# Gewässerkauf: Angelverein im Glück



## Danielsu83 (6. August 2021)

Hallo,

erstmal Herzlich Glückwunsch zum Coesfelder Verein. Ich wüsste gerne was die für den Kauf am Ende auf den Tisch gelegt haben.

Ich hoffe die lassen sich den Zaun und die Sicherheitskraft von der Firma Xella im Rahmen der Renaturierung bezahlen. 

Mfg

Daniel


----------



## Lajos1 (6. August 2021)

Danielsu83 schrieb:


> Hallo,
> 
> erstmal Herzlich Glückwunsch zum Coesfelder Verein. Ich wüsste gerne was die für den Kauf am Ende auf den Tisch gelegt haben.
> 
> ...


Hallo

also bei uns (Bayern) würde man da trotz der größeren, notwendigen Renaturierungsarbeiten schon mit so einer runden Million rechnen müssen (bißchen mehr, bißchen weniger, je nach Lage). Ein Zaun würde von der zuständigen Behörde nie genehmigt werden.

Petri Heil

Lajos


----------



## fishhawk (6. August 2021)

Hallo,

Glückwunsch an den Verein, ich hoffe, die haben in Zukunft viel Freude an dem Projekt.



Lajos1 schrieb:


> also bei uns (Bayern)


Ist der Gemeingebrauch auch nicht auf natürliche Gewässer beschränkt.  In NRW fallen m.W. künstlich geschaffene Gewässer nicht darunter, es sein denn, es wird von der zuständigen Behörde extra so verfügt.



Danielsu83 schrieb:


> im Rahmen der Renaturierung


Bleibt zu hoffen, dass sich daraus in einigen Jahren keine massiven Nachteile bei der anglerischen Nutzung ergeben.


----------



## Danielsu83 (6. August 2021)

Moin, 

das sind ja andere Verhältnisse in Bayern. Coesfeld ist ja in NRW fast bei uns um die Ecke. Hier sind die Preis zum Glück andere, wir haben ja vor ein paar Jahren einen ähnlichen See für um die 50 tsd. Euro gekauft. 

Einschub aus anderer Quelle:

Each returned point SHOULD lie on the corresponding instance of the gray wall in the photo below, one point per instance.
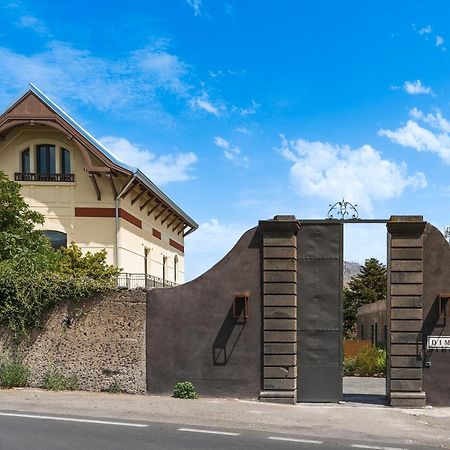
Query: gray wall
(192, 336)
(436, 379)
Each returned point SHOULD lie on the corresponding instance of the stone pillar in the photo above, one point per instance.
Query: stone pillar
(405, 311)
(279, 267)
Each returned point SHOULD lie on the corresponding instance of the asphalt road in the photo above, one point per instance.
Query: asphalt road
(24, 431)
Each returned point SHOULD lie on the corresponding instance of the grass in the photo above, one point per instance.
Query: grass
(368, 362)
(13, 373)
(55, 380)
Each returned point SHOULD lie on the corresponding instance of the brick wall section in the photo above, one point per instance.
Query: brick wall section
(279, 309)
(405, 310)
(105, 342)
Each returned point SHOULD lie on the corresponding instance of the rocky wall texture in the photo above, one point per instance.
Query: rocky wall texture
(100, 340)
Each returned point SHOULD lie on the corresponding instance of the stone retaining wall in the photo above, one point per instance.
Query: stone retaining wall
(99, 340)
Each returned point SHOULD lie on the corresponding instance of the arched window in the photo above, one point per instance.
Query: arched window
(45, 159)
(56, 238)
(65, 161)
(25, 161)
(175, 268)
(164, 269)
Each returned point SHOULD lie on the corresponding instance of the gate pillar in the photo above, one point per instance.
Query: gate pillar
(279, 266)
(405, 311)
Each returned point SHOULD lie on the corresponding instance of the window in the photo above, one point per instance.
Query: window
(56, 238)
(45, 159)
(164, 269)
(175, 268)
(25, 163)
(65, 161)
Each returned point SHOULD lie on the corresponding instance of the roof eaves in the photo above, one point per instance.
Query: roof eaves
(80, 129)
(152, 186)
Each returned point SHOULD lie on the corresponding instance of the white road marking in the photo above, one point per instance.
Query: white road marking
(70, 419)
(304, 441)
(196, 430)
(374, 447)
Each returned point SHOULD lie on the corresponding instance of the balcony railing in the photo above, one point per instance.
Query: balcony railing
(60, 177)
(140, 280)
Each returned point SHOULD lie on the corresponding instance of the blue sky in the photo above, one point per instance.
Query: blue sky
(243, 110)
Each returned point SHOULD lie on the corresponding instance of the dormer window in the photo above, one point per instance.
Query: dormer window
(65, 161)
(25, 161)
(45, 159)
(45, 162)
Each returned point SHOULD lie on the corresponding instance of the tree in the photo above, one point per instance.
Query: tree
(33, 276)
(20, 243)
(369, 286)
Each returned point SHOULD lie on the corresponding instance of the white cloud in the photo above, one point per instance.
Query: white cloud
(209, 244)
(33, 23)
(229, 10)
(202, 102)
(416, 136)
(160, 169)
(426, 30)
(416, 87)
(196, 6)
(131, 84)
(231, 152)
(249, 110)
(331, 172)
(243, 130)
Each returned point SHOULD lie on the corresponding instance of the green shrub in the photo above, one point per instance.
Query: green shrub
(185, 389)
(55, 380)
(13, 373)
(115, 387)
(368, 362)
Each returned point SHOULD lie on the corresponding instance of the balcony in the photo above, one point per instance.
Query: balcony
(140, 280)
(58, 177)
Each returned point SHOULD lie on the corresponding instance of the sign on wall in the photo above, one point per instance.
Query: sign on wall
(438, 343)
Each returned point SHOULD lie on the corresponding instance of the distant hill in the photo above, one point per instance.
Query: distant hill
(350, 269)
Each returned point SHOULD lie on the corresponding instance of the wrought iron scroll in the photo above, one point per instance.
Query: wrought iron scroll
(344, 209)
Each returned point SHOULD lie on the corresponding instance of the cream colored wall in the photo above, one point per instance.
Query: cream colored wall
(57, 202)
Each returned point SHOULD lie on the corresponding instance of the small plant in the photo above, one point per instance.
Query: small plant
(54, 380)
(185, 389)
(115, 387)
(368, 362)
(13, 373)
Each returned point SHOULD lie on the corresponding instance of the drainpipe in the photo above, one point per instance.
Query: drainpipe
(117, 203)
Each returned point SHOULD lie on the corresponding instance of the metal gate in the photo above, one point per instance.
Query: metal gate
(319, 335)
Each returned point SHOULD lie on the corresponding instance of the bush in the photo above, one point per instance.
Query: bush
(185, 389)
(54, 380)
(115, 387)
(13, 373)
(25, 297)
(368, 362)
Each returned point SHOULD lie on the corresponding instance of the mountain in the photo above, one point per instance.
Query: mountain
(350, 269)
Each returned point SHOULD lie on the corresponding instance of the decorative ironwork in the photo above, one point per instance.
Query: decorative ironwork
(60, 177)
(344, 209)
(141, 280)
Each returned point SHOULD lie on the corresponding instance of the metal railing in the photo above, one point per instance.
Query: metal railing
(61, 177)
(140, 280)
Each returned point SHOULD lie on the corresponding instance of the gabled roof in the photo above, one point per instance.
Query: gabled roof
(134, 171)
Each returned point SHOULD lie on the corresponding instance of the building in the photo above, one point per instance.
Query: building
(90, 197)
(372, 322)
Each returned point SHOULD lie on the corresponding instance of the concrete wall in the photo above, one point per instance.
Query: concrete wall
(192, 335)
(372, 322)
(105, 342)
(57, 202)
(436, 267)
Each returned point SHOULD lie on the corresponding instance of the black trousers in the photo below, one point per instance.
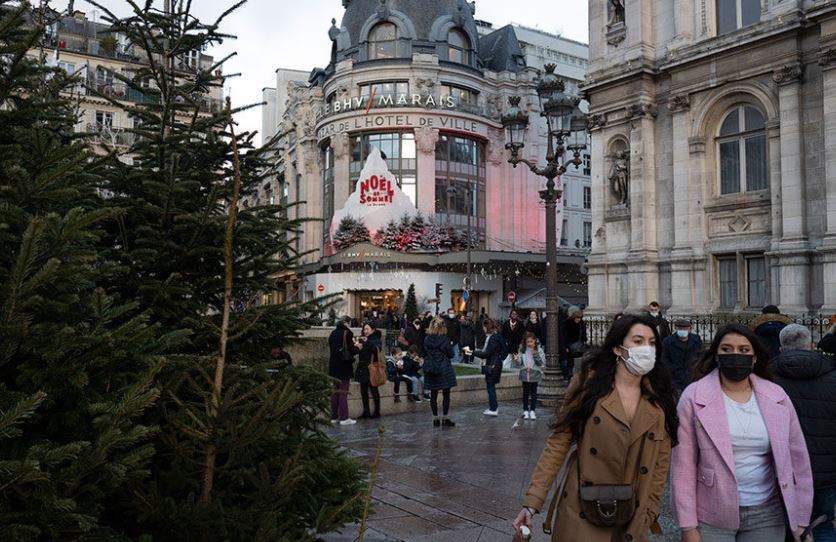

Bei uns Stand der Zaun in einem alten Renaturierungsplan mit drin, war Zeitweise wieder raus, aber nach einem Jahr Streit mit der Behörde, mit dazu gehörigem Beamtenmikado war es dann wieder genehmigt. 

Mfg

Daniel


----------



## Danielsu83 (6. August 2021)

fishhawk schrieb:


> Bleibt zu hoffen, dass sich daraus in einigen Jahren keine massiven Nachteile bei der anglerischen Nutzung ergeben.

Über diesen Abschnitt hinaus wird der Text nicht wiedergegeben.